Pour Carné il fut l'un des fils de Carette. Plus tard, Zurlini en a fait l'amant de Claudia Cardinale, et pour Tom Tykwer, il prête sa voix française au Parfum. Producteur, il s'engagea avec Z de Costa-Gavras, mais a aussi suscité la passion du grand public pour quelques insectes aveyronnais. Réalisateur enfin (Le peuple migrateur ; Océans), il est aujourd'hui un des acteurs majeurs du retour du documentaire dans les salles obscures. Jacques Perrin. Une carrière qui donne le vertige, immense comme les soixante années de cinéma qu'il a traversées sans jamais cesser de prendre des risques, d'essayer, de repenser encore et encore une existence professionnelle dans laquelle il ne veut se sédentariser.

À cinq ans, il débute dans Les portes de la nuit de Marcel Carné (1946). Quelques années plus tard, ses premiers grands rôles le placent sous la direction de Henri-Georges Clouzot (La vérité 1960) ou de Valerio Zurlini (La fille à la valise 1961 ; Journal intime 1962) qui l'imposent comme un jeune acteur dorénavant incontournable. Il enchaîne ensuite les rôles pour les plus grands comme pour de jeunes réalisateurs visionnaires : Claude Berri et Bertrand Tavernier (La chance et l'amour 1964), Pierre Schoendoerffer (La 317e section 1965), Costa-Gavras (Compartiment tueurs 1965), Claude Chabrol (La ligne de démarcation 1966), Jacques Demy (Les demoiselles de Rochefort 1967; Peau d'âne 1970), tant de cinéastes dont les noms figurent aujourd'hui au panthéon du septième art.

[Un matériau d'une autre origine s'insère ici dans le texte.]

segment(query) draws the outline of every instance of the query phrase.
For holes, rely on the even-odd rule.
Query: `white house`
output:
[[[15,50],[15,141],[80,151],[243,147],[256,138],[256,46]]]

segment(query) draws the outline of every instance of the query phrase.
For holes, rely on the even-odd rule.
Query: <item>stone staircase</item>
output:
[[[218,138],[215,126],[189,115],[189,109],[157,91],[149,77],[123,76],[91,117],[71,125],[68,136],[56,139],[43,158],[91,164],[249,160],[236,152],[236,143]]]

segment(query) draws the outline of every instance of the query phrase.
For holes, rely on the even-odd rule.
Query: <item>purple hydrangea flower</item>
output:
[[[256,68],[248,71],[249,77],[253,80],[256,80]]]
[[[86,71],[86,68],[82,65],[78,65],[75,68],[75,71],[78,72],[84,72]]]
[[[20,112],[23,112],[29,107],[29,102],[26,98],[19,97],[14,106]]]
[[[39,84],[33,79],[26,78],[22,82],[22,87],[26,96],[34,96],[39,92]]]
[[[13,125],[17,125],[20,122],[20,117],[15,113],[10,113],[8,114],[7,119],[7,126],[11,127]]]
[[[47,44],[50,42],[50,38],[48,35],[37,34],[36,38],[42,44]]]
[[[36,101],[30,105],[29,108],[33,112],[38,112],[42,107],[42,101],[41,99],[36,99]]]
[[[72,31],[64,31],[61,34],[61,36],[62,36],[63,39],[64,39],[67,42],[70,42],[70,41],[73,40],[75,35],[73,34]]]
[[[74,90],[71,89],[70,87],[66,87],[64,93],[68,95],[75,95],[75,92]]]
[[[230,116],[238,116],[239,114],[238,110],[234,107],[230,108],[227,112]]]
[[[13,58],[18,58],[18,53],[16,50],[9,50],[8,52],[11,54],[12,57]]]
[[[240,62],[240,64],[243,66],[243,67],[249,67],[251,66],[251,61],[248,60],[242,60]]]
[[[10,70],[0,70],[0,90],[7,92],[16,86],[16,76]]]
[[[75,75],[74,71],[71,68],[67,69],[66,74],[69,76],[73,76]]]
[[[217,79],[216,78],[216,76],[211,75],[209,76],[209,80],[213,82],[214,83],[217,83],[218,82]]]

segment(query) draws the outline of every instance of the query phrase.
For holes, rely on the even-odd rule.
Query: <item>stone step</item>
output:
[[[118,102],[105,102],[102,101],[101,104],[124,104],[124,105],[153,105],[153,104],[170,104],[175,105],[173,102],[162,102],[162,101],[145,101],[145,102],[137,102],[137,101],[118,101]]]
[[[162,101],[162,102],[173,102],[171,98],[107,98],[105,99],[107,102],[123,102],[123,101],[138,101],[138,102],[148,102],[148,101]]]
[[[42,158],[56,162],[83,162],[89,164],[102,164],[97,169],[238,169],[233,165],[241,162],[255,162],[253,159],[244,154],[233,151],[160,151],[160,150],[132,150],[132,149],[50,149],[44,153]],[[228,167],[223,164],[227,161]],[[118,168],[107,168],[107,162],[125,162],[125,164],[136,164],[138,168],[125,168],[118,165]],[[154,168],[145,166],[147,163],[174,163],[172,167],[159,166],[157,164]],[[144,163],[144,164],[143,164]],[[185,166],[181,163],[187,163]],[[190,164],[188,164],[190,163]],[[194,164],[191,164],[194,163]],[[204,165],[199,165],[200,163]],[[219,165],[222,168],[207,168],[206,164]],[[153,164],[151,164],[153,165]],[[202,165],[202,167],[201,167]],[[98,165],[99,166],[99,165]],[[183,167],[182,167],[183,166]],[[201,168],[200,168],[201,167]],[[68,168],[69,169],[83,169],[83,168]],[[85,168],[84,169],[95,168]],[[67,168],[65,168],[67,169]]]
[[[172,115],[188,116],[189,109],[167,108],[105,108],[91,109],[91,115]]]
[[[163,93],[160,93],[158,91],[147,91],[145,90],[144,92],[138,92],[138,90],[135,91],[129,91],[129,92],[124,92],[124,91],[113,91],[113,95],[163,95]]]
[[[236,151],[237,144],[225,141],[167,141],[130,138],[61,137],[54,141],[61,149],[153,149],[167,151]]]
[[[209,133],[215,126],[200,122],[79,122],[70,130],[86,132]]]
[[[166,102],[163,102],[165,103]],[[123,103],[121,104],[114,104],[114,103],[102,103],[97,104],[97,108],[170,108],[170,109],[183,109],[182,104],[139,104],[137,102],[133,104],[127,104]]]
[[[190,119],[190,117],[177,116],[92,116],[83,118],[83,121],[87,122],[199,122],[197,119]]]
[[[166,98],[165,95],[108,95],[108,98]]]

Photo extraite du film Océans

demoiselles de rochefort fille à la valise
À gauche : Les demoiselles de Rochefort, 1967 - À droite : La fille à la valise, 1961

À la fin des années soixante, Jacques Perrin se découvre aussi producteur, une fonction qu'il aime assimiler à celle de « pré-metteur en scène ». Il crée sa propre société de production (Reggane Films, devenue Galatée Films), porte des projets ambitieux, critiques voire contestataires. On retiendra entre autres Z (1969) et État de siège (1973) de Costa-Gavras ou encore Guerre d'Algérie (1972) d'Yves Courrière et Philippe Monnier.

Mais ce nouveau métier ne l'empêche pas de poursuivre sa carrière d'acteur jusqu'à aujourd'hui, tant dans de grosses productions (Cinema Paradiso de Guiseppe Tornatore en 1989 ; Le pacte des loups de Christophe Gans en 2001) que dans des projets plus discrets pour lesquels la vedette s'engage généreusement – certains se souviendront de son rôle dans Home Sweet Home du belge Benoît Lamy en 1973. Plus récemment, il a offert sa voix à des textes de jeunes auteurs européens (Nils Tavernier pour L'Odyssée de la vie en 2005, Tom Tykwer pour Le parfum. Histoire d'un meurtrier en 2006). 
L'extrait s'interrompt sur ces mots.